As the other contributors mentioned, you can get quite a long way with high memory, multi-core hardware, ~5 to 10 concurrents depending on the range and size of the sequence databases. Adding more memory or cores will help (vertical scaling), but you'll see diminishing returns. For spiky or higher level usage you're going to need to start distributing the load across multiple boxes (horizontal scaling).
For a more scalable system, consider provisioning a collection of servers as a processing cluster. Best practices for batch processing apply here: the nodes should be 'share nothing' with tasks distributed via message queues.
For BLAST, it can be more cost effective to run a larger number of less powerful servers.
A few other topics to consider to optimise such a system for throughput and cost:
Shard by database and usage
You can provide different queues to route searches to specific groups of servers. High use or large datasets can occupy their own dedicated, heavyweight infrastructure, whilst lower usage or smaller datasets can happily coexist on smaller, cheaper hardware. Monitor usage, response times and latency to gauge the best bang for buck.

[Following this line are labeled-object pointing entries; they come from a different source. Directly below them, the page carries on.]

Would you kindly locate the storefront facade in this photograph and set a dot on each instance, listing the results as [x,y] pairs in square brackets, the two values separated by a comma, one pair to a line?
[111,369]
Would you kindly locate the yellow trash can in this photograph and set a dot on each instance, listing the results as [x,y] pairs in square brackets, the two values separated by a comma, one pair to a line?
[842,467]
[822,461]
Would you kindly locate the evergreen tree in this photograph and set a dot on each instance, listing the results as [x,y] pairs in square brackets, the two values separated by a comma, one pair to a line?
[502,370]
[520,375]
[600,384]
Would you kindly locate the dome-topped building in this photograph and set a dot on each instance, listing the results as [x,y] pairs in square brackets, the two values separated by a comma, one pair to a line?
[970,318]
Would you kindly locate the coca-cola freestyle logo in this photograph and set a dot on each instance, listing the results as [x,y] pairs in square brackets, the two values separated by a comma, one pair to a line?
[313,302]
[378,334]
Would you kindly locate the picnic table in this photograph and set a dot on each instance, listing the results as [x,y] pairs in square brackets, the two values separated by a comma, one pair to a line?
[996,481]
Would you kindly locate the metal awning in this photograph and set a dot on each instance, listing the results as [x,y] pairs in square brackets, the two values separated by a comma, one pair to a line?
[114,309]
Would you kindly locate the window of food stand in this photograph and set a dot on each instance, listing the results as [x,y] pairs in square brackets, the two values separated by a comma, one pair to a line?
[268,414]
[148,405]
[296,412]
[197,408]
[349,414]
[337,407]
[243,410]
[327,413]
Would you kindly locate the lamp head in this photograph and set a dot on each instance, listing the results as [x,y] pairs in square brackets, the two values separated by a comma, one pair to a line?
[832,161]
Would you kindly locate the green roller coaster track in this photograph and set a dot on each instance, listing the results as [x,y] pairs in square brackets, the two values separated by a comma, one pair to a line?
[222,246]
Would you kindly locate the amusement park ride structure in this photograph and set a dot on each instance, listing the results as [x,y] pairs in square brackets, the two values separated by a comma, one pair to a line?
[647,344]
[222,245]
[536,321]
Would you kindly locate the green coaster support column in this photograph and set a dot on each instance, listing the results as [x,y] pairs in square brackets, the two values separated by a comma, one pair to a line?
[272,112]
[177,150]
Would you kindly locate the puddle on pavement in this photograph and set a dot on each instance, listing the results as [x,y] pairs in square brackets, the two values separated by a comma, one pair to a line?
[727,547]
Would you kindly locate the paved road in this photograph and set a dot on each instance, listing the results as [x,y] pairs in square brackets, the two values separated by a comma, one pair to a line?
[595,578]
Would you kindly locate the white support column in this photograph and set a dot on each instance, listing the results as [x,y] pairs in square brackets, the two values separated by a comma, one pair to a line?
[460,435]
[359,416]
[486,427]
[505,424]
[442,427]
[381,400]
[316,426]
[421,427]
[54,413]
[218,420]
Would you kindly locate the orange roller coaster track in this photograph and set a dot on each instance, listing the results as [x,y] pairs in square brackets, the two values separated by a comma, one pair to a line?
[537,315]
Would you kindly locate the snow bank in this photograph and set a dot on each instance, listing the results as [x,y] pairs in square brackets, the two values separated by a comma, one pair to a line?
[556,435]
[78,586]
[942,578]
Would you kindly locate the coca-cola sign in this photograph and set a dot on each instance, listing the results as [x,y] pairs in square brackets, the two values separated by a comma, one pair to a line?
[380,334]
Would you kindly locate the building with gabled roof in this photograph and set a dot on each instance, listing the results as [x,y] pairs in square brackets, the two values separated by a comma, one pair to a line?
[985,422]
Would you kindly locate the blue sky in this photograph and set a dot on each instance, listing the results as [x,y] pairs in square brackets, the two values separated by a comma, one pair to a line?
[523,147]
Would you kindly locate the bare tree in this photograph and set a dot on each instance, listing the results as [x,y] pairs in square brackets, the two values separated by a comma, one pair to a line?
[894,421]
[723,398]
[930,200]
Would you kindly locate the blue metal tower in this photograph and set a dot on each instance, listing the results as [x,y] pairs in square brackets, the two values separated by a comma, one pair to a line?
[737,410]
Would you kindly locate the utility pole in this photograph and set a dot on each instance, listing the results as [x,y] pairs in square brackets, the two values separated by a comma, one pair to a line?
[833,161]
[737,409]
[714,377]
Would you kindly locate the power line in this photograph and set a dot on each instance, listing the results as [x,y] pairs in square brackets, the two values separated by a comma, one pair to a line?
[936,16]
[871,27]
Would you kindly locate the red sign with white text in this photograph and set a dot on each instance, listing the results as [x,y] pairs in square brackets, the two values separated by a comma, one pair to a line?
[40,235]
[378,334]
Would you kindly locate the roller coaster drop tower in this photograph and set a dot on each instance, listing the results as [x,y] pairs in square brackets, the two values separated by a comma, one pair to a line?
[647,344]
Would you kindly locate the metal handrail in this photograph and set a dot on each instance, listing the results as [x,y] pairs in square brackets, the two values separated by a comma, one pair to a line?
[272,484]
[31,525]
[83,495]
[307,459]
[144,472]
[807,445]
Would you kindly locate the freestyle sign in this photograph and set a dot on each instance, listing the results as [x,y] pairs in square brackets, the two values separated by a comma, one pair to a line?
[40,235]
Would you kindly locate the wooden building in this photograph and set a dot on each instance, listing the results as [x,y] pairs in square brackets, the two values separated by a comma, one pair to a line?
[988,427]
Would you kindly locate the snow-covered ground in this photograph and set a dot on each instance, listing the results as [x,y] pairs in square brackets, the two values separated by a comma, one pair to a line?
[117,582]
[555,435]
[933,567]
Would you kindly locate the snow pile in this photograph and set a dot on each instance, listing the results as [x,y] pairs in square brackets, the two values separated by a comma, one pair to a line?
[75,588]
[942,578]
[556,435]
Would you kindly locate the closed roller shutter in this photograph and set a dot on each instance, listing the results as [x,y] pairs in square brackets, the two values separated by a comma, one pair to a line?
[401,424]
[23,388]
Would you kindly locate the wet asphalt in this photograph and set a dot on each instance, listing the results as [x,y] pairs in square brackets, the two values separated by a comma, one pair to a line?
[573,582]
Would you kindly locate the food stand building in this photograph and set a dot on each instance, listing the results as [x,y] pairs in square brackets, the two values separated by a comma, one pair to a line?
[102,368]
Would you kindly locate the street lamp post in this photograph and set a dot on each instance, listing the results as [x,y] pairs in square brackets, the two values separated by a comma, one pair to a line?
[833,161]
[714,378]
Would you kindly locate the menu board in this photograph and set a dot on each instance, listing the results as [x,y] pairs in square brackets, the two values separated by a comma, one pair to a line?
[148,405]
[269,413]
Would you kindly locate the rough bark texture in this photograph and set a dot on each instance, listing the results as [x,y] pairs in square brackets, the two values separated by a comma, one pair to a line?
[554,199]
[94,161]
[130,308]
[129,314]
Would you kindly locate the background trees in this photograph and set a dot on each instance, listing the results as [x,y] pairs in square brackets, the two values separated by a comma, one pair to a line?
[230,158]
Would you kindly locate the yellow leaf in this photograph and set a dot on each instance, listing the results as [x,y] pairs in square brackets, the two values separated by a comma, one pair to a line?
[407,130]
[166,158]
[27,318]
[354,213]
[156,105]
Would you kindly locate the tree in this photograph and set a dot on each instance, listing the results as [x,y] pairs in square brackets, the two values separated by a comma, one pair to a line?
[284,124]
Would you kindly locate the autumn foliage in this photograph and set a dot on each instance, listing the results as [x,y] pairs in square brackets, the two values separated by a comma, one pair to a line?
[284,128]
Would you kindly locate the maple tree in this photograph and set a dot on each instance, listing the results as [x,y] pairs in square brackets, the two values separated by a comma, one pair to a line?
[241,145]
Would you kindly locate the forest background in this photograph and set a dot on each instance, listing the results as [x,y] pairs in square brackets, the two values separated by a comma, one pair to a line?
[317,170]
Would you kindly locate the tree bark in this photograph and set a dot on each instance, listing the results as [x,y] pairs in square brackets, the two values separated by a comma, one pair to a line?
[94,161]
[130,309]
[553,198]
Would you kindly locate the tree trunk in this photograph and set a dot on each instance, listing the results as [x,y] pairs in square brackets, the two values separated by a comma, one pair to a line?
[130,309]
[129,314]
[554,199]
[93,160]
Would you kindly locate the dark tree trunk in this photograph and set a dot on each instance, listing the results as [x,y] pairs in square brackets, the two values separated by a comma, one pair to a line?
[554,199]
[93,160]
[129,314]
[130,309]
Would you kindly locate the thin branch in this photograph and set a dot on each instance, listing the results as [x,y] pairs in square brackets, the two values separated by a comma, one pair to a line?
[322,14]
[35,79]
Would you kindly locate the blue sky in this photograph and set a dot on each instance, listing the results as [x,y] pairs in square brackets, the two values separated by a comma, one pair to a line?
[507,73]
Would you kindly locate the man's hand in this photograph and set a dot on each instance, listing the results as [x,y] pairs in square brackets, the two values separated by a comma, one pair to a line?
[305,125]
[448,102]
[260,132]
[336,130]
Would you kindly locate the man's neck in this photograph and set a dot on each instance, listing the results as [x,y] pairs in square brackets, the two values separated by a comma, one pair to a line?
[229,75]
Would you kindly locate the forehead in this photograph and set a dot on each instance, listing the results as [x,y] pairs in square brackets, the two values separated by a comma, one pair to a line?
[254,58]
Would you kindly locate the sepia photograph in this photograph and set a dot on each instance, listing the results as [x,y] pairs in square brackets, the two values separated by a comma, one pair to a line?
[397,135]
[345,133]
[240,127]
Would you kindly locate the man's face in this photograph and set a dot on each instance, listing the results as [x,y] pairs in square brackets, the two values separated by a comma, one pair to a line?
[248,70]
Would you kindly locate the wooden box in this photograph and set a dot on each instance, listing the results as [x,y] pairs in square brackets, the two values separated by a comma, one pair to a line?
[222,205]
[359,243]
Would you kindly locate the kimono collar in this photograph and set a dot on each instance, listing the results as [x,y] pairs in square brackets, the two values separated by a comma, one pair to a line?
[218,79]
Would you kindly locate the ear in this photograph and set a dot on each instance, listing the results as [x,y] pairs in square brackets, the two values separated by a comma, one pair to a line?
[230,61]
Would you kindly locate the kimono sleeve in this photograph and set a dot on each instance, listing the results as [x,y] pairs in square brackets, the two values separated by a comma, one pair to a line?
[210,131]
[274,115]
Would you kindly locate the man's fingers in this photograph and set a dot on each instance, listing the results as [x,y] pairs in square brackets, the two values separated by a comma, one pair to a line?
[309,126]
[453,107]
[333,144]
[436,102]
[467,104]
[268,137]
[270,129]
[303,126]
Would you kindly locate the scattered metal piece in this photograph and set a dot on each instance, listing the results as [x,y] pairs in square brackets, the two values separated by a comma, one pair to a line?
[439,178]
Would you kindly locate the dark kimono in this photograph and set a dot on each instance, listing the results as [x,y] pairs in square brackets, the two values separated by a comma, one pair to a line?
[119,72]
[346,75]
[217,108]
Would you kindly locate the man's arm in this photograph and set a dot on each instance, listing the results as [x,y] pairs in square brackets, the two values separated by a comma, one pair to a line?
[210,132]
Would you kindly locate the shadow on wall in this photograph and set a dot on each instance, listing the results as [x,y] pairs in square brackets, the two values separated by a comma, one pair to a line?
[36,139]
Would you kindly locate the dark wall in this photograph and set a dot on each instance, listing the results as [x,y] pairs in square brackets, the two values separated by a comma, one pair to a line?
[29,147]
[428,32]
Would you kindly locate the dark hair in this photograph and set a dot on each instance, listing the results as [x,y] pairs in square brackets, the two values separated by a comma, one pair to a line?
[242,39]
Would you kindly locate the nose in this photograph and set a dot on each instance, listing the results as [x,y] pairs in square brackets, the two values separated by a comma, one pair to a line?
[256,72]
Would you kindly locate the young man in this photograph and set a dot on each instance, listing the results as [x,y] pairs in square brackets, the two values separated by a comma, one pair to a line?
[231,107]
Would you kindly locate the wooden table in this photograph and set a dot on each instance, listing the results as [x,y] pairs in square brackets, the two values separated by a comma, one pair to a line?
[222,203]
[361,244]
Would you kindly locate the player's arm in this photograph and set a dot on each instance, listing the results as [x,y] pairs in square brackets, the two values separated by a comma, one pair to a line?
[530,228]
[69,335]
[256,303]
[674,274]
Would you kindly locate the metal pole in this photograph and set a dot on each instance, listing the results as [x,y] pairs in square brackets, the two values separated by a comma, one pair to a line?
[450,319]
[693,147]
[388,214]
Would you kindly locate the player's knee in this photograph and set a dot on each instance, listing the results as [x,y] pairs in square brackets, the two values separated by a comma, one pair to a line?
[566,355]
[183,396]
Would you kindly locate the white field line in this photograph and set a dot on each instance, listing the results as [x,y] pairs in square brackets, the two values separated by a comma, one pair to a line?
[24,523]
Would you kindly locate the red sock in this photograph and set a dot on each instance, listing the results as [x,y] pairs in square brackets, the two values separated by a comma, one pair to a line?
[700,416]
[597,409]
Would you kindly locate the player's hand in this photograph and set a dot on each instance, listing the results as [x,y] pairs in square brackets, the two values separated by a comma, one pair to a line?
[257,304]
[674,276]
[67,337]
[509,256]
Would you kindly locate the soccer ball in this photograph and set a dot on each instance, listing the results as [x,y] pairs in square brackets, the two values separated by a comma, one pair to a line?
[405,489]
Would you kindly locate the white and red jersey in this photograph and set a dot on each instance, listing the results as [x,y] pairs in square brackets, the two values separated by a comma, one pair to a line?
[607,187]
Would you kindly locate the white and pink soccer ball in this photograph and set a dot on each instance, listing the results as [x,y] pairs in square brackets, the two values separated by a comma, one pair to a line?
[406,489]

You could investigate the possibility of running the searches against elastic compute with services such as EC2 (*). With message queues and horizontal scaling, running on utility computing can allow you to increase your capacity under increased demand, and reduce it as demand subsides (evenings, weekends etc).
Reduce the overhead of repeat submission (very common with BLAST!), by caching the input parameters and search results in a database. If a user repeats a search, just return the result immediately.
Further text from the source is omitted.